The Dominant Paradigm
In most countries and at most levels of educational governance, the dominant justification for public investment in education is economic: education produces human capital, human capital drives productivity, and productivity drives prosperity. On this view, the primary purpose of schooling is to equip individuals with the knowledge, skills, and qualifications that labour markets demand. The question "what should schools teach?" is answered, in the first instance, by asking "what do employers need?"
This paradigm has deep roots — in the human capital theory of Becker and Schultz, in the policy frameworks of international organisations like the OECD and World Bank, and in the intuitions of policymakers who must justify public expenditure in terms of measurable economic returns. It is not without merit: there is genuine evidence that education contributes to individual economic mobility and national economic development. But Christensen argues that it is fundamentally paradoxical — that it undermines its own stated goals.
The Paradox
The paradox of education for employment has two dimensions. The first is internal: the forms of knowing that innovative economies most require — critical thinking, creative problem-solving, the capacity for autonomous judgment in novel situations — are precisely the forms of knowing that employment-oriented education most neglects. These capacities belong to the domain of knowing-to, which requires the development of genuine rational autonomy. An education system that treats knowing as instrumental — as a means to employment rather than as a constitutive element of human life — systematically fails to develop knowing-to, and thereby fails to produce the very capacities that advanced economies need.

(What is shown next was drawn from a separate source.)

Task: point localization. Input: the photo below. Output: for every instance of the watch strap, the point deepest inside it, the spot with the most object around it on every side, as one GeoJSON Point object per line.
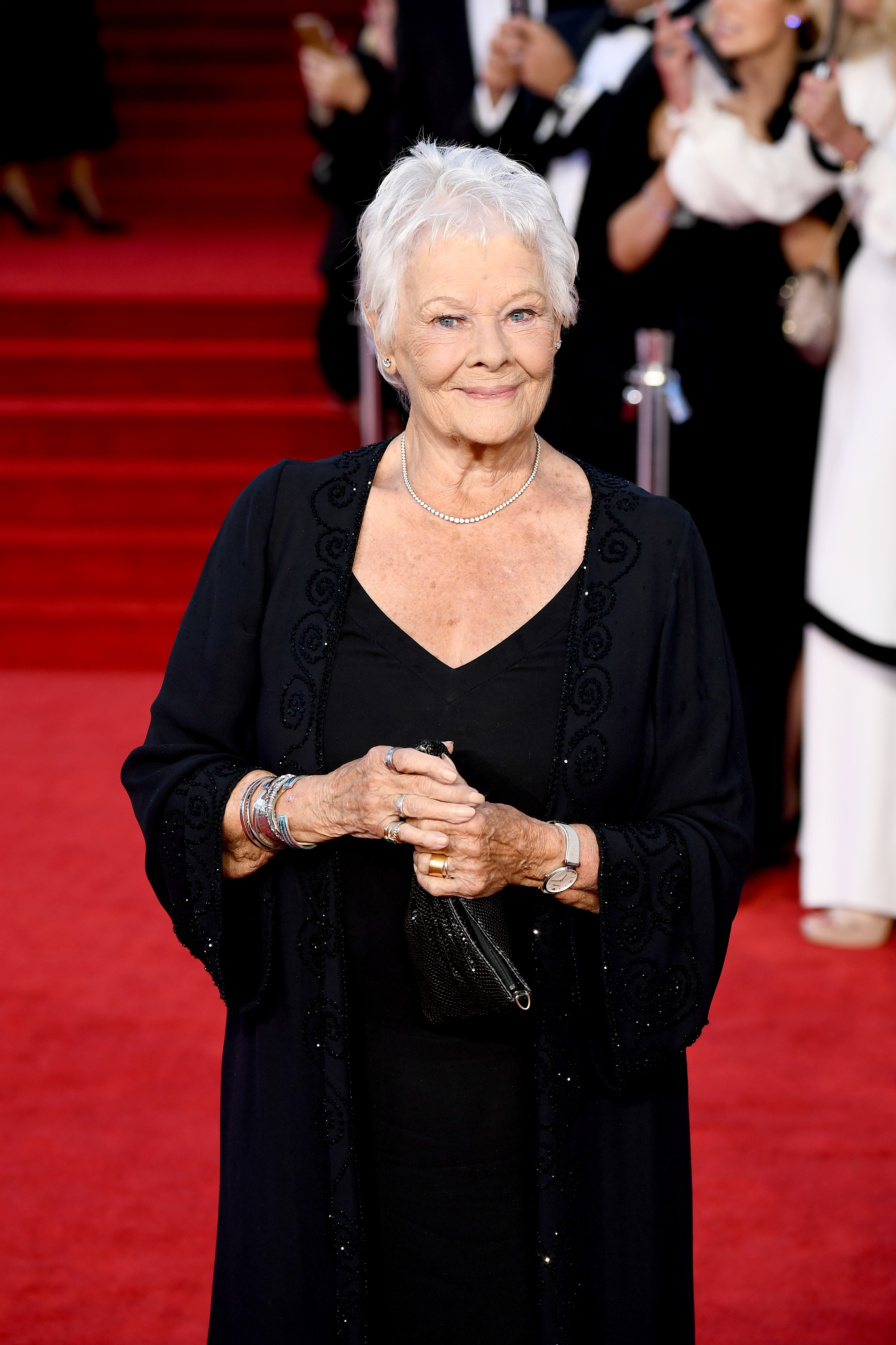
{"type": "Point", "coordinates": [574, 850]}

The second dimension is political: by subordinating education to labour market demands, the employment-oriented paradigm makes education a function of economic power rather than a foundation for its critique. Education that prepares students for employment in existing institutional structures cannot simultaneously equip them to evaluate and transform those structures. It reproduces the existing distribution of economic and political power rather than equipping citizens to subject it to rational scrutiny.
An Alternative
The alternative Christensen proposes is not the abandonment of vocational preparation but its subordination to a broader educological purpose. An education oriented toward freedom — toward the development of knowing-to at the postconventional level — will incidentally produce graduates who are more, not less, capable of sophisticated economic participation, because it will have developed the cognitive and dispositional capacities on which genuine professional excellence depends. But it will have done so as a byproduct of a genuinely educational process, not as the primary goal of a training programme.